Selon le communiqué, incapable de répondre aux acheteurs qui réclament leurs biens, Beltré recourt à des accusations sans fondement pour détourner l'attention de ses responsabilités financières et juridiques. « Aujourd'hui, ne pouvant répondre à ces personnes, il tente de détourner l'attention par des accusations infondées », indique le communiqué.
« M. Ángel Schiffino n’est pas disposé à accepter de nouvelles pertes dues à ses manquements. Tant qu’il n’aura pas honoré sa dette envers les promoteurs, M. Beltré ne pourra ni récupérer ni céder les unités qu’il a déjà vendues et pour lesquelles il a encaissé le paiement, sans avoir réglé les promoteurs », a averti le Consortium Schiffino Vargas.
Il a nié que le parquet ait classé sans suite la plainte de Beltré. « Le parquet, sur ordre de M. Beltré, a mené deux perquisitions, dont la seconde a consisté à enfoncer des portes et à changer les serrures des locaux relevant de sa compétence », a-t-il souligné.
Selon le consortium Schiffino Vargas, « l'intention de M. Beltré n'est pas de payer, d'obtenir le bénéfice de la construction et aussi de vendre les unités, en conservant tous les profits. ».
L'affaire
L'irrégularité présumée attribuée à l'ingénieur civil Ángel Carlos Schiffino Peralta, qui s'élève à plus de 142 millions 801 mille 200 RD$, aurait entraîné l'expulsion arbitraire de plus de 16 familles, principalement des retraités dominicains et des militaires actifs des États-Unis, a déclaré Beltré lors d'une conférence de presse tenue sur l'esplanade du Bureau du Procureur général (PGR) le lundi 28 juillet.
Le plaignant allègue que la moitié des 40 appartements lui appartenaient, et affirme en avoir vendu 14 légalement. Cependant, il déclare que ses acheteurs ont ensuite été expulsés par Schiffino sans décision de justice, dans ce qu'il qualifie d'« opération dantesque ».
« Leur expulsion a été brutale, bafouant toutes les normes légales et décentes. C'était comme s'ils n'avaient aucun droit, comme si leurs investissements ne valaient rien », a dénoncé l'avocat, qui s'est rendu hier au parquet pour demander l'accélération du traitement d'une plainte déposée auprès du parquet national, laquelle, selon ses déclarations aux médias, est au point mort depuis plus de cinq mois.
Pour sa part, Blas Abreu, l'avocat des parties concernées, a expliqué que ces investisseurs de la diaspora avaient acquis les biens « de bonne foi », se fiant à la légalité du projet immobilier et à des titres de propriété apparemment valides. « Nombre d'entre eux ont acheté avec l'aide d'avocats, ont mené des enquêtes et ont validé les documents. Tout semblait en règle. M. Luis Beltré s'est même vu attribuer 50 % du projet, soit 20 unités. Et ce sont ces 20 unités qu'il a vendues légitimement », a-t-il déclaré.

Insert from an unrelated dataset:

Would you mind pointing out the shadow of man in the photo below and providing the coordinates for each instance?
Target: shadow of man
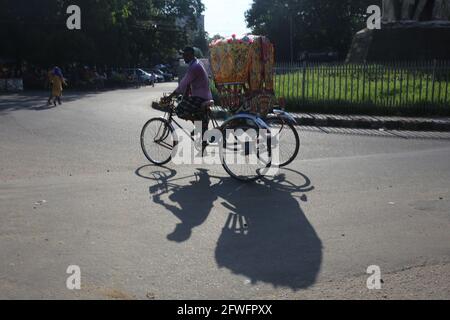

Selon Abreu, 50 % des personnes concernées résident actuellement en République dominicaine. La plupart d'entre elles sont retraitées après de longues années de service dans les forces armées américaines, tandis que l'autre moitié est toujours en service actif. « Ce sont des familles qui ont choisi de venir passer leur retraite en toute tranquillité, dans un lieu qui représente le fruit de décennies d'efforts », a-t-il déclaré.